Sakura cut the audio track, though she could not shut off the display of the crying girl. She put distance between herself and the torture chair and retreated to the great room of the suite. She ran her ultrasensitive fingers across the smooth top board of her baby grand piano and buried her thoughts about how long it would be before the spy program sent her the data she needed.
She stared at the rack of guitars on the wall. If she played any of them with her usual reckless abandon, the pain would flood her neural cortex. At least her fingers would not bleed. She had no blood or other fluid in her synthetic dermal layer, but now she would feel the cost of her playing style.
Sakura took a vintage acoustic guitar from the rack, a Martin D-28. The hollow body of the dreadnaught guitar filled her lap. It smelled of lemon oil and old spruce. She brushed the strings, which were sharp and cold. Fretting a simple E chord sent jolts of pain through her fingertips.

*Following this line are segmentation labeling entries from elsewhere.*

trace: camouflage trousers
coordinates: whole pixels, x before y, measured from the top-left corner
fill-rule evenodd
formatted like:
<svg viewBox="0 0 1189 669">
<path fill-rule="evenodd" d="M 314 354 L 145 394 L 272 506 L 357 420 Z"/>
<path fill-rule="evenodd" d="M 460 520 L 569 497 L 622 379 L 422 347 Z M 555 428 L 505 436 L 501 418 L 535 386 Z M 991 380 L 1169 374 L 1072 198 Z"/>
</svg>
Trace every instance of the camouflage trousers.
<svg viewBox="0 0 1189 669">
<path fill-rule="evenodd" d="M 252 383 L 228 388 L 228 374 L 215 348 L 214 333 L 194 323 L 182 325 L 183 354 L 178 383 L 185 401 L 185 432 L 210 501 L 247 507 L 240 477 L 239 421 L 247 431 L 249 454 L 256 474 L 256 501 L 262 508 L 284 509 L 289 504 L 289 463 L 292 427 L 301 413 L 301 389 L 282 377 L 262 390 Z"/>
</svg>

Miserable, Sakura lay down on a leather couch that stunk of cigar ashes. She curled up with the guitar and calculated how soon her existence would likely end. When her crimes were discovered, everyone who had ever loved her would be dishonored, and some would not survive. She would become an embarrassment on an international level and a huge liability for Victory Entertainment. The brand tainted, her fans would delete her music from their Mall accounts and throw away everything that reminded them of her.